AI Product · Behavioral Trust Infrastructure
Kova Bot
Behavioral trust infrastructure for AI-assisted decision-making, role-aware constraint architecture with full audit trail for accountability.
Most enterprise AI deployments fail because they treat all users the same. A founder needs strategic framing and executive brevity. An analyst needs precision and sourcing. A new user needs guardrails and guided onboarding. A single generic system prompt collapses these needs into mediocrity, and mediocrity in AI looks like confident wrong answers. Kova Bot is a WhatsApp-based conversational AI that assigns each user one of five roles during onboarding and runs every subsequent interaction through role-aware constraints.
- 1.Role Taxonomy Design: Define five user roles from first principles based on what each type of user actually needs from an AI system, not based on what the LLM makes easy to configure.
- 2.Role-Aware Prompting: Build a Claude API integration where the system prompt is dynamically assembled from the user's assigned role, constraining tone, depth, and framing per persona.
- 3.Async Reliability: Design the message processing layer to handle WhatsApp's webhook delivery guarantees and ensure no message is dropped or responded to out of order.
- 4.Audit Trail: Log every interaction, role assignment, system prompt used, user message, model response, to a Prisma-managed database for accountability and future tuning.
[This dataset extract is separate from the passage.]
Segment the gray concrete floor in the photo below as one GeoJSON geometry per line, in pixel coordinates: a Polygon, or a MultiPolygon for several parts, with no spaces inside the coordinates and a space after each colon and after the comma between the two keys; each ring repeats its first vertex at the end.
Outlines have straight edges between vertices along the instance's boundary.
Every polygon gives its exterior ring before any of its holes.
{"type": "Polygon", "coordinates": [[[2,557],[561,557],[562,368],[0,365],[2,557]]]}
- ◆Role Definition: Spent one week interviewing the five primary user types before writing any code. Documented what each role needed, what responses would actively harm them, and what constraints mattered.
- ◆System Prompt Engineering: Built a prompt assembly layer that composes role-specific context, constraints, and framing rules into a single coherent system prompt per conversation turn.
- ◆Webhook Architecture: Built the Express backend to handle WhatsApp's delivery guarantees, idempotency on message IDs, queue-based processing, and retry logic for failed Claude API calls.
- ◆Validation via Pilot: Ran a closed pilot with 5K testers across all five roles, collecting response quality ratings and role-misattribution incidents to tune the taxonomy.
The five roles, Founder, Analyst, Operator, Explorer, and Newcomer, were not arbitrary labels. Each maps to a distinct interaction pattern: Founders get strategic brevity and tradeoff framing. Analysts get precise, sourced answers with uncertainty quantified. Operators get procedural, step-by-step outputs. Explorers get breadth over depth, with deliberate ambiguity preserved. Newcomers get guided, scaffolded responses that build context before giving answers.
Role-aware prompting isn't just prepending 'you are talking to a Founder'. It means constraining response length, vocabulary register, confidence calibration, and call-to-action structure differently per role. The system prompt layer is modular, a base Claude context plus role-specific constraint blocks, so each dimension can be tuned independently without breaking the others.
The role taxonomy is a product decision, not an engineering one. I designed the five roles and their constraint logic from first principles, what does each user type actually need from this system, and where does a generic response actively harm them? That thinking preceded any code.
Role-aware AI responses that match user context, with async reliability and a full audit trail for accountability.